During the development of my open world streaming project I ran into may technical challenges with serialisation, instantiation and resource management. This dev-log highlights how chunk data was intelligently used in conjunction with in-game events and how it increased overall performance.

A small sample scene created with the streaming system

A small sample scene created with the streaming system

Serialisation & Contextual Data

Because the system was designed to work independently of game engine utilities, I opted for a simpler sorting method that loops through each of the stored chunks to check their bounds in accordance top the players new position.

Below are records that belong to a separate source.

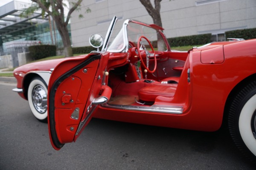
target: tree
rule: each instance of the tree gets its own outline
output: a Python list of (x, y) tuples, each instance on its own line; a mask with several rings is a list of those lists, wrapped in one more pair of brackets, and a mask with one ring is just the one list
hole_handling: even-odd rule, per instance
[[(154, 8), (153, 7), (150, 0), (140, 0), (147, 11), (153, 19), (154, 23), (158, 26), (162, 27), (161, 16), (160, 15), (160, 9), (161, 5), (160, 3), (162, 0), (154, 0)], [(157, 34), (157, 47), (159, 50), (164, 50), (165, 43), (161, 37), (161, 35)]]
[[(79, 8), (82, 0), (73, 1), (75, 2), (72, 3), (73, 6), (69, 9), (66, 20), (64, 15), (64, 7), (67, 6), (67, 5), (63, 3), (63, 0), (31, 0), (35, 3), (32, 4), (30, 7), (26, 9), (24, 13), (28, 15), (38, 9), (41, 9), (43, 17), (45, 14), (52, 16), (63, 42), (65, 57), (73, 56), (71, 42), (70, 39), (67, 25), (71, 14), (75, 10)], [(88, 10), (90, 9), (87, 10), (87, 12), (89, 12)], [(82, 17), (80, 16), (80, 17)]]
[(140, 0), (153, 19), (154, 23), (162, 27), (162, 20), (160, 15), (161, 5), (160, 3), (162, 0), (154, 0), (154, 8), (153, 7), (150, 0)]

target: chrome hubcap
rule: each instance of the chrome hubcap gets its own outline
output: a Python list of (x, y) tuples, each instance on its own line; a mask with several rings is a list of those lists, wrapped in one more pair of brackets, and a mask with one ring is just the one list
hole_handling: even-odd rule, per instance
[(251, 127), (253, 136), (256, 139), (256, 110), (252, 117)]
[(42, 86), (35, 86), (32, 92), (32, 100), (35, 108), (39, 113), (45, 113), (47, 110), (47, 93)]

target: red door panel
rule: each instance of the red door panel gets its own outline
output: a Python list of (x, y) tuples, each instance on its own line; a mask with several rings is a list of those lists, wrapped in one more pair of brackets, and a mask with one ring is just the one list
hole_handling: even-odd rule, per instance
[[(111, 91), (104, 93), (104, 89), (110, 88), (102, 86), (101, 78), (108, 57), (90, 54), (67, 60), (55, 68), (48, 86), (48, 104), (49, 133), (55, 149), (75, 141), (97, 105), (109, 99)], [(106, 96), (99, 96), (101, 93)]]

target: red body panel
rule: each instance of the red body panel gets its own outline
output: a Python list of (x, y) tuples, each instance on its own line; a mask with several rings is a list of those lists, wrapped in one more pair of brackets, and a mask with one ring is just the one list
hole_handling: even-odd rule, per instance
[[(141, 71), (145, 68), (140, 65), (141, 61), (139, 61), (137, 57), (138, 51), (141, 50), (134, 44), (129, 49), (127, 47), (117, 52), (108, 52), (105, 54), (105, 58), (92, 62), (88, 68), (80, 68), (60, 82), (56, 91), (54, 105), (52, 106), (52, 103), (50, 103), (48, 105), (55, 108), (54, 116), (57, 120), (49, 126), (56, 127), (61, 147), (62, 144), (76, 140), (81, 133), (76, 133), (76, 130), (81, 121), (87, 120), (85, 125), (88, 123), (93, 115), (92, 113), (87, 116), (87, 113), (90, 110), (92, 113), (94, 110), (93, 117), (101, 119), (193, 130), (216, 130), (222, 123), (226, 103), (233, 91), (251, 76), (256, 77), (256, 39), (215, 42), (193, 48), (187, 52), (172, 51), (162, 32), (163, 28), (132, 22), (143, 27), (157, 28), (160, 30), (159, 34), (163, 37), (167, 49), (156, 50), (157, 70), (152, 74), (148, 72), (146, 74)], [(140, 31), (142, 31), (142, 29)], [(155, 30), (154, 31), (156, 32)], [(130, 39), (127, 40), (130, 41)], [(122, 45), (124, 44), (125, 44)], [(141, 54), (142, 60), (145, 60), (145, 53), (142, 52)], [(89, 56), (91, 55), (94, 54)], [(65, 73), (85, 62), (88, 57), (86, 56), (38, 62), (16, 68), (14, 72), (17, 81), (17, 88), (23, 90), (23, 93), (20, 93), (20, 95), (26, 99), (28, 82), (37, 71), (49, 71), (50, 68), (57, 68), (51, 77), (48, 87), (51, 89), (54, 82)], [(150, 56), (148, 58), (150, 68), (154, 62)], [(85, 78), (83, 72), (85, 68), (94, 73), (87, 74), (88, 77)], [(153, 69), (151, 68), (150, 70)], [(172, 77), (175, 79), (172, 79)], [(73, 80), (73, 78), (75, 79)], [(177, 85), (170, 85), (173, 87), (171, 96), (157, 96), (154, 101), (149, 101), (151, 103), (145, 105), (134, 101), (134, 99), (140, 99), (138, 94), (140, 89), (147, 86), (148, 89), (154, 90), (149, 86), (156, 87), (153, 85), (166, 79), (175, 79), (178, 82)], [(112, 99), (116, 101), (118, 100), (119, 96), (123, 96), (124, 100), (126, 99), (125, 96), (131, 97), (133, 100), (129, 106), (134, 108), (141, 106), (147, 108), (154, 106), (164, 106), (168, 108), (177, 106), (182, 108), (183, 111), (177, 114), (150, 111), (146, 109), (129, 110), (122, 108), (126, 104), (117, 104), (119, 103), (117, 102), (113, 104), (115, 107), (112, 108), (109, 107), (112, 105), (111, 102), (108, 103), (108, 105), (92, 106), (94, 99), (101, 95), (110, 96), (111, 94)], [(144, 98), (146, 98), (145, 96)], [(146, 99), (143, 99), (147, 101)], [(74, 102), (70, 102), (70, 100)], [(75, 120), (70, 118), (70, 114), (77, 108), (79, 108), (79, 118)], [(51, 119), (51, 116), (52, 117), (52, 115), (49, 116), (48, 119)], [(65, 117), (64, 120), (64, 117)], [(83, 126), (81, 131), (84, 127)], [(71, 129), (75, 130), (71, 130)], [(52, 142), (52, 143), (55, 149), (59, 149), (54, 142)]]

The loop executed when the player leaves his current chunk

The loop executed when the player leaves his current chunk

However, due to their potentially being a very large number of chunks in the game’s system, I needed a way to better search stored chunks for relevant results. One of the best ways I reduced the time complexity of searching through serialised information is by holding local chunk data inside each of the chunk json files.

I achieved this through storing integer values of neighbouring chunks on initialisation of chunk data, removing run-time costs by storing accessible data during the collection phase designed to be performed by a designer and not by players or on finalised versions of the world.

An example of  a Chunk JSON file: The “Chunk Neighbours” collection at the end of each file determines the search query for when the player leaves that chunk.

An example of a Chunk JSON file: The “Chunk Neighbours” collection at the end of each file determines the search query for when the player leaves that chunk.

This reduces the time-complexity of the search query dramatically to a fixed total, either 3, 4, or 8 depending on the location of the chunk in relation to the rest of the chunk bounds in the system.

Further Reductions

After determining the new chunk to load, we can further reduce the actions needed by comparing the neighbours of the old and new current chunk, giving us the chunks in common that we don’t need to process, as well as the old ones that no longer exist that need to be de-loaded and the new ones that need to be loaded.

Old neighbours compared against the new neighbours of the current chunk to further lower performance costs.

Old neighbours compared against the new neighbours of the current chunk to further lower performance costs.